The Public and Commercial Services (PCS) has confirmed a strike action that will affect travelers and goods entering the UK on February 1 and 2. The strike will impact Border Force operations, which means that travelers may face longer wait times at border control.
Members of the Public and Commercial Service (PCS) union, including Border Force staff, previously organized a strike over the Christmas and New Year period. Now, they will take part in what PCS says will be the “largest civil service strike for years.”
The proposed strike dates are February 1 and 2 until 7 am.
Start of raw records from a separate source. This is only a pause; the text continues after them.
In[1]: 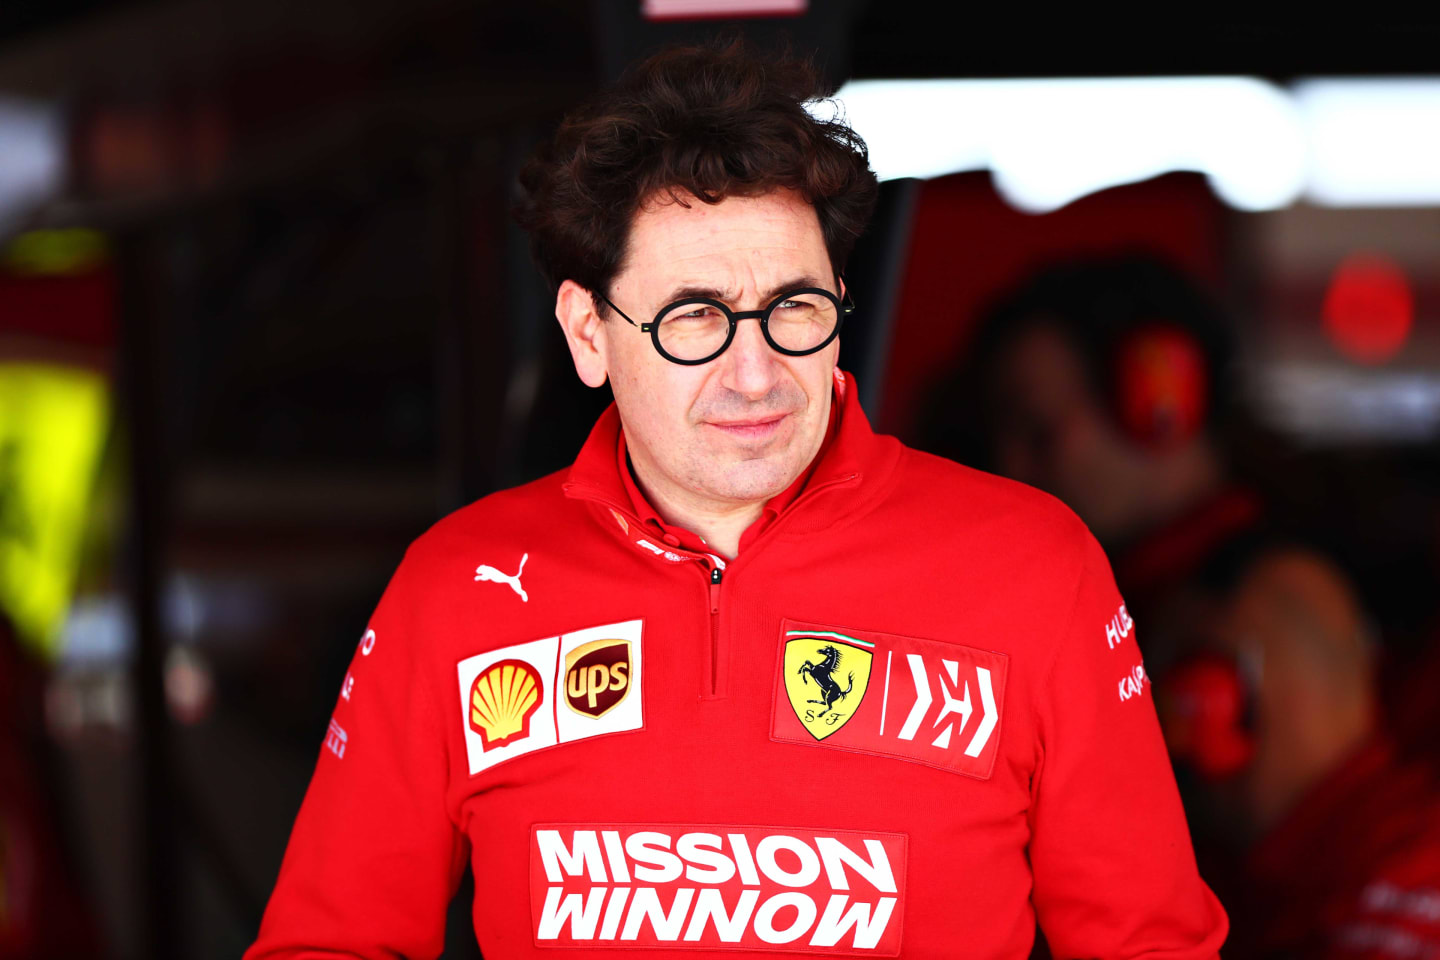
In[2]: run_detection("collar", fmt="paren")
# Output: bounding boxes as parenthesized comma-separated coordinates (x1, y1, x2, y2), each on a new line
(563, 368, 900, 562)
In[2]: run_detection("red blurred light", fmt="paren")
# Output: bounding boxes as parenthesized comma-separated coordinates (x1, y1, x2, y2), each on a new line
(1156, 655, 1254, 781)
(1114, 325, 1209, 450)
(1322, 253, 1414, 365)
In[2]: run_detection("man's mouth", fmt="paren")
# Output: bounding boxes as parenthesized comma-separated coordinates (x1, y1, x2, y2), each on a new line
(704, 413, 789, 442)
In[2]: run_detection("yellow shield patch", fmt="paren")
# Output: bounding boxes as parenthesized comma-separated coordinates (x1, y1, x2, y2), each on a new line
(782, 631, 873, 741)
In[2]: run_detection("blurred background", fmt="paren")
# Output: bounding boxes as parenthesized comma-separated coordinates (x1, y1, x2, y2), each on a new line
(3, 2, 1440, 958)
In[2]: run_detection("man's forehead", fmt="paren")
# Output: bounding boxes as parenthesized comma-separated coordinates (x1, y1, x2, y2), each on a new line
(635, 183, 810, 218)
(621, 187, 828, 296)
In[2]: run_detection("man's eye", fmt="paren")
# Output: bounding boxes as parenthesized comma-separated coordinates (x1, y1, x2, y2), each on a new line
(671, 308, 721, 322)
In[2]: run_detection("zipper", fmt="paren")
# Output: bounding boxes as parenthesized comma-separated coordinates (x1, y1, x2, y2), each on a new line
(697, 471, 855, 698)
(709, 565, 723, 696)
(563, 486, 729, 696)
(565, 475, 860, 699)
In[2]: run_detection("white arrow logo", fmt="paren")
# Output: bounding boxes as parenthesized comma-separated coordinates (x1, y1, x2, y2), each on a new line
(896, 654, 932, 741)
(930, 659, 972, 749)
(964, 667, 998, 757)
(894, 656, 998, 757)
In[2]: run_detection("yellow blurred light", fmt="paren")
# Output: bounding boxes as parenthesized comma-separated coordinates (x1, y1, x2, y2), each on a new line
(1, 229, 110, 276)
(0, 363, 110, 658)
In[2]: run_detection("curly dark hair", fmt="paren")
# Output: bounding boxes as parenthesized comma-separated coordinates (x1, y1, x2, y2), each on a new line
(512, 37, 878, 311)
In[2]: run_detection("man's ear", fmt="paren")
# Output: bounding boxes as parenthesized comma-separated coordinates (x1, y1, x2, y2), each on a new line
(555, 279, 609, 388)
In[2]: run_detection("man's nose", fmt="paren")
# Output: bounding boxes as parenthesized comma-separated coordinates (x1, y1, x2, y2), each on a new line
(718, 314, 783, 399)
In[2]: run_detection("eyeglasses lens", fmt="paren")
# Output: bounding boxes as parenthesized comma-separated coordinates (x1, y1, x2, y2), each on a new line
(654, 293, 839, 362)
(655, 301, 732, 362)
(766, 293, 839, 353)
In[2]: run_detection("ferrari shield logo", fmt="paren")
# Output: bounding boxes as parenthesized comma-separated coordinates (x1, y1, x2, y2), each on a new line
(782, 630, 873, 740)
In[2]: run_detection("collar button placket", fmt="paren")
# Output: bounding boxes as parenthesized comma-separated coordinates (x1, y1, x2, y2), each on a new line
(703, 560, 726, 700)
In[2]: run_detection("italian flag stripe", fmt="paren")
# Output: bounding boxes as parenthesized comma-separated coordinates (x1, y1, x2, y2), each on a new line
(786, 629, 874, 649)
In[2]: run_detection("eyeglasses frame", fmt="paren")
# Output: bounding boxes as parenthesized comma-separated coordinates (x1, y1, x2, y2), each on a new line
(595, 277, 856, 366)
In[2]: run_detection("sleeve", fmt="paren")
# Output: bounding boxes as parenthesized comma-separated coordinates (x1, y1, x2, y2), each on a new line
(244, 551, 468, 960)
(1029, 530, 1229, 960)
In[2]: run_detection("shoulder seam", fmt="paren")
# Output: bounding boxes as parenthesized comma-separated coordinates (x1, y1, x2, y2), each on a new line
(1037, 520, 1092, 715)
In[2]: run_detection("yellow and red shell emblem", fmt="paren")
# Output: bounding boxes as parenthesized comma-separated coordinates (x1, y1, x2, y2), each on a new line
(468, 659, 543, 750)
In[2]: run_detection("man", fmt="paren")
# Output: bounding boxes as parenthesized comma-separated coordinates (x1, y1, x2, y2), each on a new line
(246, 40, 1226, 959)
(920, 257, 1262, 680)
(1170, 543, 1440, 959)
(920, 259, 1264, 920)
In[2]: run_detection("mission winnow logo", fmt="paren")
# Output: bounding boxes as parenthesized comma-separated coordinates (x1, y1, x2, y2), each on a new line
(530, 823, 907, 954)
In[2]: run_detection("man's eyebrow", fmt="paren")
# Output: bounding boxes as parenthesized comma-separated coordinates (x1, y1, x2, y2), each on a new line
(658, 275, 829, 307)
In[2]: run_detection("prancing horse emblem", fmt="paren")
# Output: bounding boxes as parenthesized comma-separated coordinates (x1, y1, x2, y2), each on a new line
(798, 645, 853, 715)
(782, 632, 873, 741)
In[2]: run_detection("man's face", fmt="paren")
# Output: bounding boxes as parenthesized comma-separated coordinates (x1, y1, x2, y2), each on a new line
(586, 188, 840, 512)
(988, 322, 1149, 540)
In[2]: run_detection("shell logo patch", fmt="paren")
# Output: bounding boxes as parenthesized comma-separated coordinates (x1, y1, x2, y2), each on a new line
(469, 659, 543, 750)
(782, 631, 874, 740)
(457, 620, 644, 776)
(771, 619, 1009, 780)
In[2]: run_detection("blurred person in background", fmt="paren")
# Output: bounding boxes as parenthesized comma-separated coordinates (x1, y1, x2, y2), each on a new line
(921, 255, 1261, 677)
(245, 39, 1225, 960)
(1162, 538, 1440, 959)
(918, 257, 1267, 935)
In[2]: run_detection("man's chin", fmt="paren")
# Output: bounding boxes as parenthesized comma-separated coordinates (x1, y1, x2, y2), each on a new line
(704, 458, 801, 504)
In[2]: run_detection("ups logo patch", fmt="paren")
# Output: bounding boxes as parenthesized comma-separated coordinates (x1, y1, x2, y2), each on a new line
(564, 639, 631, 718)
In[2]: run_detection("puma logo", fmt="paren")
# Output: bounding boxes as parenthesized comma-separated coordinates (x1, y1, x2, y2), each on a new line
(474, 553, 529, 603)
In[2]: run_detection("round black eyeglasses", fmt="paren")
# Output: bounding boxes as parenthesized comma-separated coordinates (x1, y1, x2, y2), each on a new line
(596, 280, 855, 366)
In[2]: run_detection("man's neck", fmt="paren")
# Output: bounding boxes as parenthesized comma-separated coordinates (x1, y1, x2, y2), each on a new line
(620, 386, 839, 559)
(628, 463, 764, 560)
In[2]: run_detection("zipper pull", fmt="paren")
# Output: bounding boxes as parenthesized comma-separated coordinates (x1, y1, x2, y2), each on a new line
(709, 566, 722, 614)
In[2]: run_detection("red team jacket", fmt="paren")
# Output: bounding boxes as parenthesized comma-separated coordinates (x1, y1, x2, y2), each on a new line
(245, 372, 1227, 959)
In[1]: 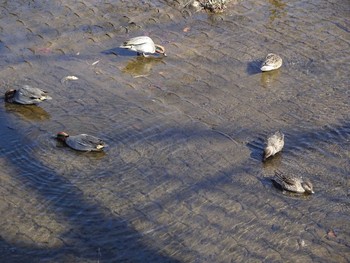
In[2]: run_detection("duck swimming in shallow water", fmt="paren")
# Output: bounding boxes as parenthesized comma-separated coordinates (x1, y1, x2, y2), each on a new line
(261, 53, 282, 72)
(56, 132, 106, 152)
(263, 131, 284, 161)
(5, 85, 52, 105)
(120, 36, 166, 57)
(272, 170, 314, 194)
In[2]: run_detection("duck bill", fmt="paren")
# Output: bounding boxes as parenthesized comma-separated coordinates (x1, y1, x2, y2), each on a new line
(155, 44, 166, 57)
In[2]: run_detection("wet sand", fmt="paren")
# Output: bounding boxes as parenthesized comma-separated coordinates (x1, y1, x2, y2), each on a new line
(0, 0, 349, 262)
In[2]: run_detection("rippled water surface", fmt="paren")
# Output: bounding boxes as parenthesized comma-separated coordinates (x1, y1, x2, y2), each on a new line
(0, 0, 349, 262)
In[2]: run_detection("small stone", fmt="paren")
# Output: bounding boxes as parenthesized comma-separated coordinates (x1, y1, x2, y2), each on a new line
(327, 229, 337, 238)
(298, 239, 306, 248)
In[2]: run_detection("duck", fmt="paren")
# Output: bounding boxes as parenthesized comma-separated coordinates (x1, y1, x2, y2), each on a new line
(120, 36, 166, 57)
(56, 132, 106, 152)
(260, 53, 282, 72)
(5, 85, 52, 105)
(263, 131, 284, 161)
(272, 170, 314, 194)
(199, 0, 226, 13)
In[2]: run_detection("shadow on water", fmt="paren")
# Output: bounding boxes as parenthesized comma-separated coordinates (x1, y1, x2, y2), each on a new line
(102, 47, 137, 57)
(121, 150, 322, 261)
(1, 0, 349, 261)
(0, 112, 180, 262)
(282, 121, 350, 156)
(246, 59, 263, 75)
(1, 104, 349, 261)
(246, 136, 265, 161)
(247, 120, 350, 166)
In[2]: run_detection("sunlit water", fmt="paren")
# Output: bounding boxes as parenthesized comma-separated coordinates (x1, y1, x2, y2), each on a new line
(0, 0, 349, 262)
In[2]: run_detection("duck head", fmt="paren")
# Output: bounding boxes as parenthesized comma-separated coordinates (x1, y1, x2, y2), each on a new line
(155, 45, 166, 56)
(263, 146, 274, 161)
(56, 131, 69, 141)
(302, 180, 314, 194)
(5, 89, 16, 102)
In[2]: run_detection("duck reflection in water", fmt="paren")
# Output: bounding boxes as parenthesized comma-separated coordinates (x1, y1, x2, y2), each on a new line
(268, 0, 287, 22)
(5, 103, 50, 121)
(260, 69, 280, 88)
(122, 56, 164, 78)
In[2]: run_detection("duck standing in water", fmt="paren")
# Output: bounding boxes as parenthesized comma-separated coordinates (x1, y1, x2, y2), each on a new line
(272, 170, 314, 194)
(120, 36, 166, 57)
(56, 132, 106, 152)
(260, 53, 283, 72)
(263, 131, 284, 161)
(5, 85, 52, 105)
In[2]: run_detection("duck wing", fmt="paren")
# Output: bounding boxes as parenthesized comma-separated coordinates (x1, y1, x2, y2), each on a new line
(66, 134, 105, 151)
(120, 36, 155, 53)
(121, 36, 154, 46)
(275, 171, 298, 186)
(267, 131, 284, 149)
(16, 85, 51, 104)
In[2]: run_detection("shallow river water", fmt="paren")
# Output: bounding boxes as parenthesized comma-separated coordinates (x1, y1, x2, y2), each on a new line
(0, 0, 349, 262)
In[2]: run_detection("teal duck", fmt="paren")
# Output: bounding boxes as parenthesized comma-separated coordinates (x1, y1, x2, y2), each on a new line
(263, 131, 284, 161)
(56, 132, 106, 152)
(261, 53, 283, 72)
(120, 36, 166, 57)
(5, 85, 52, 105)
(272, 170, 314, 194)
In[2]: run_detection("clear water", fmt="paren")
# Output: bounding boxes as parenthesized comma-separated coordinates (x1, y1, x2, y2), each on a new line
(0, 0, 349, 262)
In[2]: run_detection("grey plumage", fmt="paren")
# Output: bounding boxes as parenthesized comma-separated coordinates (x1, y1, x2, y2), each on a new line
(263, 131, 284, 161)
(261, 53, 283, 72)
(57, 132, 106, 152)
(120, 36, 166, 57)
(272, 170, 314, 194)
(5, 85, 52, 105)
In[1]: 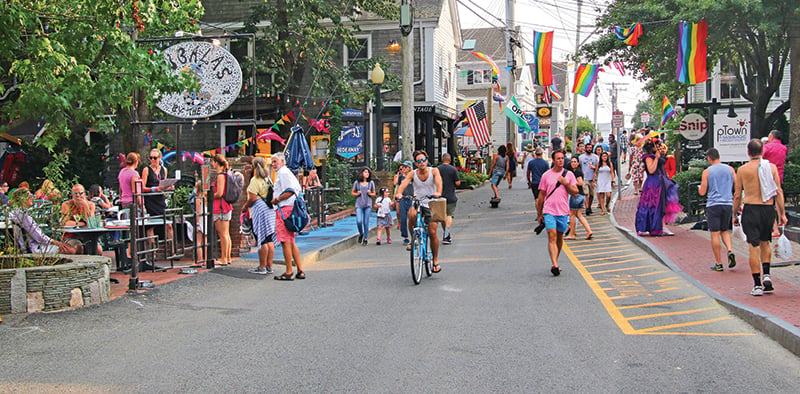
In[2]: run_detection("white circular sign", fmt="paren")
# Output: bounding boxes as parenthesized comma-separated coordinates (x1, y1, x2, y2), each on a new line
(156, 41, 242, 119)
(678, 113, 708, 140)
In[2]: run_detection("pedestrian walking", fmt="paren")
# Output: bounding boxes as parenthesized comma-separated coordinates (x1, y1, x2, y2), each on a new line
(437, 153, 460, 244)
(489, 145, 509, 200)
(244, 157, 276, 275)
(579, 144, 598, 215)
(733, 139, 787, 296)
(526, 147, 550, 200)
(351, 167, 376, 246)
(698, 148, 737, 272)
(211, 154, 233, 265)
(628, 132, 645, 194)
(536, 150, 579, 276)
(634, 138, 682, 236)
(619, 130, 628, 163)
(395, 150, 443, 273)
(521, 143, 535, 169)
(565, 156, 592, 240)
(271, 152, 305, 281)
(374, 187, 393, 245)
(595, 151, 616, 215)
(393, 161, 414, 245)
(762, 130, 786, 183)
(506, 142, 517, 189)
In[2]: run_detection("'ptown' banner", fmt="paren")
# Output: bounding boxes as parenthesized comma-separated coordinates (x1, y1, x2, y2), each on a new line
(713, 112, 749, 162)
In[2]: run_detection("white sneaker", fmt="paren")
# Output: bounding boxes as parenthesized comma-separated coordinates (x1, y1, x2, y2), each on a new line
(762, 275, 773, 292)
(751, 285, 764, 296)
(248, 267, 269, 275)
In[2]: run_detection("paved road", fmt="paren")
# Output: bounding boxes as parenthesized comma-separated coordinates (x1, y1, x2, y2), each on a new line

The action will impact international arrivals at all UK air and maritime ports, as well as all passengers traveling to the UK from UK border controls in Calais, Dunkirk and Coquelles in Northern France.
Last summer, travelers faced long delays during the border checks at the Port of Dover due to staff shortages and new Brexit controls.
Border Force are ready to deploy resource to meet critical demand and support the flow of travelers and goods through the border, however those entering the UK should be prepared for potential disruption.Home Office and Border Force
Military personnel, civil servants and volunteers from across government will support Border Force at airports and ports in case of a strike action.
Why are border force officials striking?
Border Force officials are demanding a 10% pay rise, in line with the inflation of 10.6%.
According to Mark Serwotka, the PCS general secretary, February’s strike would cause significant disruption. However, he added, the high cost of living has left workers with no choice but to strike.
We have no option but to take industrial action because our members are using food banks and not able to switch on the heating right now.Mark Serwotka, PCS general secretary
Serwotka added that the government could “stop the strikes tomorrow if it puts money on the table.”
All travelers with a trip planned for February 1 should check the latest travel advice with operators before traveling and should be prepared for longer wait times at UK border control. Passengers eligible to use eGates are encouraged to do so. People traveling into the UK via any entry point should be ready for disruption.
Travelers are encouraged to check with travel agents, tour operators, and airlines if the proposed strike action will affect the journey. They can also check the airport websites to stay up to date with the latest news.
Hauliers who are moving goods during the strike should be prepared for potential disruption and longer queues.